I end this section with another story about caring for creation. Morton Boyd, former director of the Nature Conservancy in Scotland, has described his conversion from dedicated technocrat to fervent environmentalist:
As a young engineer working on the construction of Loch Sloy pipelines (a major hydroelectric scheme), I admired greatly the big-hearted spirit of my engineering mentors in overcoming the forces of nature. I saw an intrinsic beauty in the precision of their technology and in their works in concrete and steel. To the technical eye, the scheme was an epic in the harnessing and unleashing of the might of nature. There was no conflict in the engineers’ minds about the probity of their actions against the serene backdrop of Loch Lomondside. Their work was professional, honest and even patriotic.
I had greater difficulty in reconciling that probity.

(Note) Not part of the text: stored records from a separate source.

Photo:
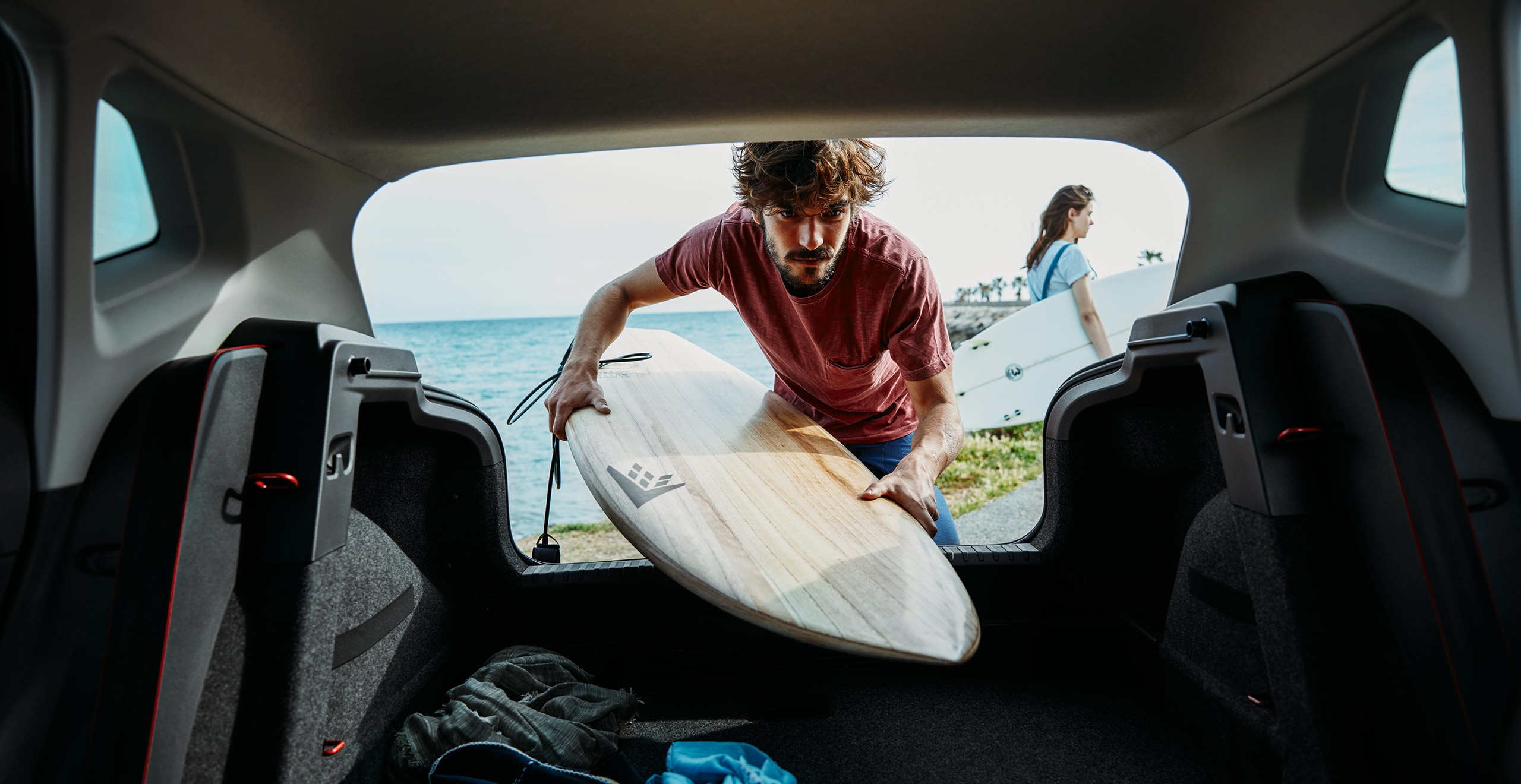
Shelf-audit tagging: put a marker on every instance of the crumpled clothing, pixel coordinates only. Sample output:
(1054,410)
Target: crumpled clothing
(702,761)
(528,698)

Although I did not know it at the time, the benign influence of wilderness which so gripped John Muir in the high Sierra of California, had touched me in my own way in my own place. From the human vulgarity of the workers’ camp to the blasting open of the mountain, I saw a gigantic offence on nature which would endure for all time, graven on the face of the mountain.
To escape from the harsher realities of life on the job, I took a tent to the lochside where the call of sandpipers and the balm of lapping waters replaced the racket of the camp. Weekends and holidays I spent in the hills with deer and ptarmigan, far from pneumatic drills and rivet guns. Was mountaineering simply a thirst for adventure following my flying days in the RAF, or was I running away from my destiny? I came from a line of stonemasons and blacksmiths of which I was proud. Engineering was bred into me, but I was possessed by a new and compelling idea, as much mystical as it was rational: a burning desire to research nature in order to communicate its beauty to my peers, and to care for it had become an imperative in my life. Although I did not know it at the time, the personal dilemma from which I emerged in 1948 to follow a career in conservation instead of engineering, was to become in later years, one of global proportions. Today, it is enshrined in the concept of ‘sustainable development,’ which has become a slogan in world conservation, a centre piece of international congresses on the environment, and a plank in the policies of national governments. (Boyd, 1993:152)
Morton Boyd’s reaction against the intrusions of hydroelectric pipelines above Loch Lomond has the same root as Greenpeace’s activism against Brent Spar and James Hunter’s pining for repeopled Highland glens. We are ‘running out of world’; the problem is how we treat the world we have—the only one we have.